1) The plasmids as shown below was used to transform E. coli Top10.
A)
pSB1A3-PBAD-TR(42)HHR-taR12-DT
pSB3C5-crR12-GFP
B)
pSB1A3-Pconst(H)-taR42-DT-PBAD-TR(42)HHR-taR12-DT
pSB3C5-crR12-GFP-DT
C)
pSB1A3-PBAD-taR12-DT
pSB3C5-crR12-GFP
D)
pSB1A3-ΔRFP
pSB3C5-crR12-GFP
E)
pSB1A3-ΔRFP
pSB3C5-ΔRFP
2) The transformants were pre-cultured in LB medium at 37 degrees celcius for 8 hours.
3) Then, cultures was diluted to an OD595 of 0.0125 and induced with or without 0.1% arabinose.
4) Cultures were incubated with shaking at 140 rpm and 37℃ for 8 hours in 1 mL of LB medium.
5) OD595 and GFP fluorescence intensity were measured.
The result is bellow,
Result and Discussion
In order to evaluate a function of TR(42)-HHR-taR12, we used crR12-GFP as a reporter.

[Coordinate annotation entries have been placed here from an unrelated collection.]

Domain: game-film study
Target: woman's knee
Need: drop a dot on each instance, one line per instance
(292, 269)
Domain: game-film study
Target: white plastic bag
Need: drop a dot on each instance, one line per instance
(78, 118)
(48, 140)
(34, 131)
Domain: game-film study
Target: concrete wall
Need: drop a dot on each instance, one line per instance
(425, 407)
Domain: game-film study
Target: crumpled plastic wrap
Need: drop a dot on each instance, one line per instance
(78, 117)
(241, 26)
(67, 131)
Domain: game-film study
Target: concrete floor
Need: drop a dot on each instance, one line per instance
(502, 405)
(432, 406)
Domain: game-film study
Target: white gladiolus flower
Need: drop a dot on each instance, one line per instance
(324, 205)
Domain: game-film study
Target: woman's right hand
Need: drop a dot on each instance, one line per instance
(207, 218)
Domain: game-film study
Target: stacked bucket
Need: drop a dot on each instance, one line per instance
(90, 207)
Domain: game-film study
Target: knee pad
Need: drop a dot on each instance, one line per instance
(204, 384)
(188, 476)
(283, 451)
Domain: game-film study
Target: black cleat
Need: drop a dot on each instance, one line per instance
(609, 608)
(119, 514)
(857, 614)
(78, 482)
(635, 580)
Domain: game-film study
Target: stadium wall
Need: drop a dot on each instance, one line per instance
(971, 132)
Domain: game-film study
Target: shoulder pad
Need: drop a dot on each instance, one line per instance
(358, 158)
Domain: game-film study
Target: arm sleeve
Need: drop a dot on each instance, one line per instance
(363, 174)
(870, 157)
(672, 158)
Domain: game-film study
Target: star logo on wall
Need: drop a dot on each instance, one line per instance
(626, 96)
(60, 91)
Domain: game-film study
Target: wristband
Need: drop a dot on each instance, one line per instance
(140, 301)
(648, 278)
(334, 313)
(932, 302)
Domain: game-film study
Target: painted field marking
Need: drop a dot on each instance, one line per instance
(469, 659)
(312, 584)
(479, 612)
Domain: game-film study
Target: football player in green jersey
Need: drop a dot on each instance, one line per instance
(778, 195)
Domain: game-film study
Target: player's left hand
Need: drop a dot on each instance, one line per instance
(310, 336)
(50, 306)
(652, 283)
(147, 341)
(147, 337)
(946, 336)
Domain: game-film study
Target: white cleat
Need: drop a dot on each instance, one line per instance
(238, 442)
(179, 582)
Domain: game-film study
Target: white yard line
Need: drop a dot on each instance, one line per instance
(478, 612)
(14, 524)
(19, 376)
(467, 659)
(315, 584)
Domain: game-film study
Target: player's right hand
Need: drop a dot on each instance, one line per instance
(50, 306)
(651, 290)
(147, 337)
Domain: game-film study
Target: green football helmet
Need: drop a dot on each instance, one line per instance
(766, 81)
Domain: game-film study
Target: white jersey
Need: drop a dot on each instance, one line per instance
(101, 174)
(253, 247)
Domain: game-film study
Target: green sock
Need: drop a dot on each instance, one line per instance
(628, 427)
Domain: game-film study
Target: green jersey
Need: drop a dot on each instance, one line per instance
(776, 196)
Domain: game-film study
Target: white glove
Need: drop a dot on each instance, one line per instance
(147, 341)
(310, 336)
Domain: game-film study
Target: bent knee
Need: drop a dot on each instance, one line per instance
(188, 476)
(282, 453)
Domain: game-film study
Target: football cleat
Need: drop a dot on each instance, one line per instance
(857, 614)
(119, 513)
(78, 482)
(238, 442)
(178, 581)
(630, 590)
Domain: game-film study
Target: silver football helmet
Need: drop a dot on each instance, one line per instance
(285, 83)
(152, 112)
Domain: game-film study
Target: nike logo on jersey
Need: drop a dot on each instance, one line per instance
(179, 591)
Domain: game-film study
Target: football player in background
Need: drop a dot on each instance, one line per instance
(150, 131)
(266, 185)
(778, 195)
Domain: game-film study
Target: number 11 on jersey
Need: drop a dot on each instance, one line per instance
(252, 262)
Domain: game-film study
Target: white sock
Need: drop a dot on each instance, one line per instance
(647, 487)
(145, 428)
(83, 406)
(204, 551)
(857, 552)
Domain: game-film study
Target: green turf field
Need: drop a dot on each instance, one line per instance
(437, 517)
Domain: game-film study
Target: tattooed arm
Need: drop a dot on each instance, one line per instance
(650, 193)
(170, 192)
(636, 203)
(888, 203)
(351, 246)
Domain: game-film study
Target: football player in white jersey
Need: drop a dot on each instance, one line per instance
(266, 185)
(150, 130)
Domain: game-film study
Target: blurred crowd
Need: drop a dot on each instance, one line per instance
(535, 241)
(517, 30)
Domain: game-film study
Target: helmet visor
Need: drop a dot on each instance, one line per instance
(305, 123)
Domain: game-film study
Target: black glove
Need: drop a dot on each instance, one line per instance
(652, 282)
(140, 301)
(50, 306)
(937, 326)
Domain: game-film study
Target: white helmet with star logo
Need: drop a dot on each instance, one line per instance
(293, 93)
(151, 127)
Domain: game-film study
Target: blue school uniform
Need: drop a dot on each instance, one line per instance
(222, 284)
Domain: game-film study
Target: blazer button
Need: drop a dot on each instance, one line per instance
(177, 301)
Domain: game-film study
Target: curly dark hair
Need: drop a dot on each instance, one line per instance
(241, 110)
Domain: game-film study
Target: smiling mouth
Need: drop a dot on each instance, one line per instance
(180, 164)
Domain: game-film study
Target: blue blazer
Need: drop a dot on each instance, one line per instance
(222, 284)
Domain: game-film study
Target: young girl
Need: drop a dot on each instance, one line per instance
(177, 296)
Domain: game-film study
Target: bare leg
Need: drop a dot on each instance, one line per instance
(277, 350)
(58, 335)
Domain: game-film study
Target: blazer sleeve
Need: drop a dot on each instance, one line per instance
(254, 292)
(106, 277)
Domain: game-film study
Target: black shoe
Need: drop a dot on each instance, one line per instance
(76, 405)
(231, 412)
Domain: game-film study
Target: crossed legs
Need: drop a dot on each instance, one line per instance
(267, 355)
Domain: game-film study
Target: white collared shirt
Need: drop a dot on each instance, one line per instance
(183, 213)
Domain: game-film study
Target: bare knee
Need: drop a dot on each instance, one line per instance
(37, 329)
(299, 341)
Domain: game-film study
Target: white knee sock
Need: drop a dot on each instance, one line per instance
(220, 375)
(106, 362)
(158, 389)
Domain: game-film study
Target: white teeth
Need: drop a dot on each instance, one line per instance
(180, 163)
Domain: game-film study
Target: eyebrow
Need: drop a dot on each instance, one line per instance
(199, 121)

taRNA is complementary to the sequence of crRNA, and by the binding of taRNA to crRNA, RBS is exposed and gene expression is activated. In this result, the GFP fluorescence value divided by OD value of B was lower than that of A. It shows that taR42 suppressed self-cleavage of TR(42)-HHR and caused less GFP expression. Therefore, we prove that the self-cleavage activity of TR(42)-HHR and amount of taR12 can be controlled by taR42.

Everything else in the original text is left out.